冬に増える便秘|冷えと運動不足の影響
院長 奥 久徳
院長プロフィール
- 平成21年3月 大阪医科大学医学部医学科卒業
- 平成21年4月 市立堺病院 研修医
- 平成23年4月 大阪赤十字病院 消化器内科 入職
- 平成26年4月 関西電力病院 消化器科肝胆膵内科 入職
- 平成29年5月 芦屋おく内視鏡クリニック 開業
- 令和06年5月 大阪なんば
内科・消化器内視鏡クリニック 開業
寒さが本格化する冬になると、便秘に悩む方が増える傾向があります。
「いつもは快便なのに、冬だけ便が出にくくなる」「便秘が悪化してお腹が張る」といった症状を経験する方も少なくありません。
実は、冬の便秘にはいくつかの原因があり、生活習慣の工夫や早期の検査で改善・予防することが可能です。

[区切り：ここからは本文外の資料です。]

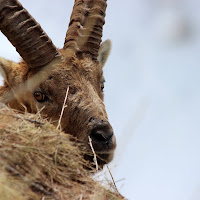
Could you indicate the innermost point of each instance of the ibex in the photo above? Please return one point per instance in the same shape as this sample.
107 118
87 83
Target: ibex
40 81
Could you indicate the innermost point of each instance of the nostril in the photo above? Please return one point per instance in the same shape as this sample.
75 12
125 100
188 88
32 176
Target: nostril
91 119
101 135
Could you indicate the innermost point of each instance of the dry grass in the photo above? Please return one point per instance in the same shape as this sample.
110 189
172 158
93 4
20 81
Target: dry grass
37 161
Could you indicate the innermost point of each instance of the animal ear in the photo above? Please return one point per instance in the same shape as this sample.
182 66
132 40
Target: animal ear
9 71
104 52
5 68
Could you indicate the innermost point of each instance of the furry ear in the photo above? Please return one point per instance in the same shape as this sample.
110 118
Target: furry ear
5 68
104 52
11 71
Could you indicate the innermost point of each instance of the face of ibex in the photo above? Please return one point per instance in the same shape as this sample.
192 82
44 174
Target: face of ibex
48 76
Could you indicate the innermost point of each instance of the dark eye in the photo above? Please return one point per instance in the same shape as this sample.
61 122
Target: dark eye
40 97
102 84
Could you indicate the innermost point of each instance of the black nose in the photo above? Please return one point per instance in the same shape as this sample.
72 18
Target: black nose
102 132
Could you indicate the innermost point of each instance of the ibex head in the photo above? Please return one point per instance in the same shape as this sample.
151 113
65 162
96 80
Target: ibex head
40 81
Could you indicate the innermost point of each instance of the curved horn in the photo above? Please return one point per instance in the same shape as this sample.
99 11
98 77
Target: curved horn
85 27
26 35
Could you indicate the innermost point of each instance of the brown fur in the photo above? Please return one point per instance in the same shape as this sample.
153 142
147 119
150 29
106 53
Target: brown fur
85 98
80 71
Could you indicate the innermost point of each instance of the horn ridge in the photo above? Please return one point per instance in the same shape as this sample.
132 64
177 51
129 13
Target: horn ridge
25 34
85 27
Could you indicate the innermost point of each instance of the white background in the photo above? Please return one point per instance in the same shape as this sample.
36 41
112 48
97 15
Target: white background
152 91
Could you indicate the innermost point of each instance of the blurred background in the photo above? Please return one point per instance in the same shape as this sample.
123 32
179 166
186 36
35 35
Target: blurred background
151 94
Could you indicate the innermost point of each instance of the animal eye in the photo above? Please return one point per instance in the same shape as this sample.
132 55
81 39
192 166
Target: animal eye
40 97
102 85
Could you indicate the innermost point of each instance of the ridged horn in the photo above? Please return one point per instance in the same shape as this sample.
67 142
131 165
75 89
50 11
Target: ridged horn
85 27
25 34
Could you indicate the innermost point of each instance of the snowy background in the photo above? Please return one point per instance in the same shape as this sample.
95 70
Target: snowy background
152 91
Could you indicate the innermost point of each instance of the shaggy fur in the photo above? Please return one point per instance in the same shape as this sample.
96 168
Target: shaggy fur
43 88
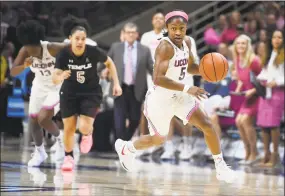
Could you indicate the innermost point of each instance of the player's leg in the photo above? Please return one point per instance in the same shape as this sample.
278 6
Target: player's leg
275 137
239 123
266 144
35 105
159 117
200 120
86 128
186 132
88 108
69 109
247 124
45 120
134 110
169 149
216 124
69 124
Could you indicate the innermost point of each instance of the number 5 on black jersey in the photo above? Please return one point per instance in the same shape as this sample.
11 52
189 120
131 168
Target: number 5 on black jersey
80 76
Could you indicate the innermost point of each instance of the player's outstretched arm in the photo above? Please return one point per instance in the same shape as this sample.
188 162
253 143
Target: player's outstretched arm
21 62
113 71
193 68
163 54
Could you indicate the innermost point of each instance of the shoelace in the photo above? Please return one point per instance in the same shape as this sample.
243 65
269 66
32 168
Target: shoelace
33 155
85 139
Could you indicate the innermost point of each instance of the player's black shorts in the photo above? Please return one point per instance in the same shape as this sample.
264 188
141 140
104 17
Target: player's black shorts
80 103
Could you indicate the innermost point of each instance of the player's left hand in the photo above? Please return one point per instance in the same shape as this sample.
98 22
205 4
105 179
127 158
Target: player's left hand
117 90
271 84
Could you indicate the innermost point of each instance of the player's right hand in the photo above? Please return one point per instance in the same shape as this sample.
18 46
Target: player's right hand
198 92
65 74
28 62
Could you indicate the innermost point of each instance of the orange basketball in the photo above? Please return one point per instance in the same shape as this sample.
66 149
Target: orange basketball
213 67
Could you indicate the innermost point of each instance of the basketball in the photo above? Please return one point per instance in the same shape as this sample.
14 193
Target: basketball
213 67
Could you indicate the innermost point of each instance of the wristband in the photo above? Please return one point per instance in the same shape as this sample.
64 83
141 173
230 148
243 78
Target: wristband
186 88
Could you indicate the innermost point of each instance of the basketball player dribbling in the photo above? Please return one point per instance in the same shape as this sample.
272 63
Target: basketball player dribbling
169 97
81 93
40 57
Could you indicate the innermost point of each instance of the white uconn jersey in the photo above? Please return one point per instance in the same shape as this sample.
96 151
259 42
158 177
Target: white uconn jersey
43 68
178 64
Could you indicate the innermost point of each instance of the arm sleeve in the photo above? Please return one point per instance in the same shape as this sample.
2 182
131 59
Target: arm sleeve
99 53
194 51
150 62
60 62
280 78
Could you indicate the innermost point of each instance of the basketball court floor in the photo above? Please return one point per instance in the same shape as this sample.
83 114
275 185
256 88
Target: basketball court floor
101 174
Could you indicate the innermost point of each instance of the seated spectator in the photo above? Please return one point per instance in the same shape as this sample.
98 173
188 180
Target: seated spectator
251 30
231 32
261 52
271 108
280 20
262 37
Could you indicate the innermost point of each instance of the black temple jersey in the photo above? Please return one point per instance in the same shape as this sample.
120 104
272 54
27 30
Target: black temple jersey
83 68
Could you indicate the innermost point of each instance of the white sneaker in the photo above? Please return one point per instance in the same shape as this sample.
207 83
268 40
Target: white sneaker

本記事では、冬に便秘が悪化する理由や生活でできる対策、注意すべき症状、さらに大腸カメラによる検査の重要性について詳しく解説します。
目次
冬に便秘が悪化する理由
①寒さによる血流低下
冬は気温が低くなるため、体は熱を逃がさないよう血管を収縮させます。その結果、腸への血流が減少し、腸の蠕動運動(ぜんどううんどう)が鈍くなります。蠕動運動が低下すると、便の移動が遅くなり便秘につながります。
②運動不足
寒さのため外出や運動量が減りがちです。腸の働きは運動によって刺激されるため、運動不足になると便秘が悪化しやすくなります。特に冬は室内で過ごす時間が増え、ウォーキングや軽いストレッチなど、意識的に体を動かすことが重要です。
③水分摂取量の減少
寒い季節は喉の渇きを感じにくくなり、水分摂取量が自然と減少します。水分不足は便を硬くし、排便を困難にするため、冬の便秘悪化の大きな要因となります。
④食生活の変化
冬は鍋料理や肉中心の食事が増え、野菜や果物の摂取量が不足しやすくなります。食物繊維が不足すると便の量や水分が減り、腸の動きも鈍くなるため、便秘が起こりやすくなります。
冬の便秘対策|食生活と生活習慣の工夫
便秘を予防・改善するためには、食生活や生活習慣を見直すことが効果的です。
①野菜や果物を積極的に摂る
食物繊維は便のかさを増やし、腸の蠕動運動を促します。特に冬は根菜類(大根、にんじん、ごぼうなど)や白菜、ほうれん草などの旬野菜を取り入れると効果的です。また、リンゴやみかんなどの果物も便秘改善に役立ちます。
②発酵食品を取り入れる
ヨーグルト、納豆、キムチ、味噌などの発酵食品には腸内環境を整える善玉菌が豊富に含まれています。腸内の善玉菌が増えると腸の働きが活発になり、便通改善につながります。
③水分をこまめに摂取する
冬は寒さで水分補給を忘れがちですが、1日1.5〜2リットルを目安に水分を摂ることが推奨されます。温かい飲み物で摂取すると体も温まり、腸の働きもサポートできます。
④適度な運動を取り入れる
ウォーキングやストレッチ、軽い筋トレなどを日常に取り入れると、腸が刺激され便通が改善されやすくなります。特に朝に軽く体を動かすと、腸の活動が活発になり排便がスムーズになります。
⑤食べる順番やよく噛むことも大切
野菜や果物を先に食べることで腸の蠕動運動が促されます。また、よく噛むことで消化酵素が分泌され、消化・吸収がスムーズになります。
注意すべき症状
多くの便秘は生活習慣の改善で改善しますが、次のような症状がある場合は注意が必要です。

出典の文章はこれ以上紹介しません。